Can anyone recommend a UK or European based site with stylish carries that ships throughout Europe? I'd really like to get a nice black purse style one for Gemma. I'm just using a really dorky altered canvas tote bag for her right now. I don't like carrying it around, lol.


----------



## rms3402 (Dec 2, 2010)

missy_r said:


> Actually, I had that last carrier you posted- the Zack &Zoey one. It was nice and very roomy! I would highly recommend it.. I just sold it because I wanted something a little more hard sided.


Awesome!! I'm picturing something hard sided though too, so maybe this wouldn't be a good one then? I want it to be sturdy, not too flimsy, ya know?



Jayda said:


> I bought this one off of Amazon. It is a brown and orange quilted material. It is very soft and has a sturdy bottom plus a pocket for essentials. In this picture, Lady is in my office and really ready to go home!

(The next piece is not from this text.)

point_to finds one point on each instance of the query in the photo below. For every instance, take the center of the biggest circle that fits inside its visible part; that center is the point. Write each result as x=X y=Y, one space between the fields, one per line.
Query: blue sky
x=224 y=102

Cute!! I love this one too. I need to check this one out. I even kind of like the orange color!


----------



## rms3402 (Dec 2, 2010)

ChicaChi said:


> Hmm, I realize if I share about this one last dog carrier I ran across online recently (see attached pic), it might appear as if I never let my Chica girl's feet hit the ground (which is so not the case!...she loves her walks)  This is by far the most unique "carrier" I've seen, and I'm sure Chica would absolutely love it, as would our toy poodle Squirt. It doesn't come in plus sizes though, so unless I lay off the ice cream it's not in our future. ;P It's called the Cuddle 'N Carry, by Cinderooz. The website for it is Cinderooz.com - Home of the Cuddle 'n Carry Pet Carrier Shirt for Carrying Small Pets P.S. Sorry for the 3 separate posts, but I haven't yet figured out how to attach more than one pic and/or link per post. I'm not just trying to get a siggy sooner, LOL!...although it will be good to be able to request one, once I quality, because my own little attempt at making one turned out less than stellar!


LOL! That is totally okay that it is in three separate posts!  Thanks for all of the wonderful carrier suggestions!! I really appreciate it. I will be looking at all of them!!


----------



## 20887 (Mar 16, 2011)

rms3402 said:


> Awesome!! I'm picturing something hard sided though too, so maybe this wouldn't be a good one then? I want it to be sturdy, not too flimsy, ya know?
> 
> 
> 
> Cute!! I love this one too. I need to check this one out. I even kind of like the orange color!


Yeah, it definitely had a sturdy bottom, but the sides were a little soft. If I was going to have my dogs in a carrier for a little while, I would want the sides to be a bit harder because the soft ones tend to "collapse" on them.


----------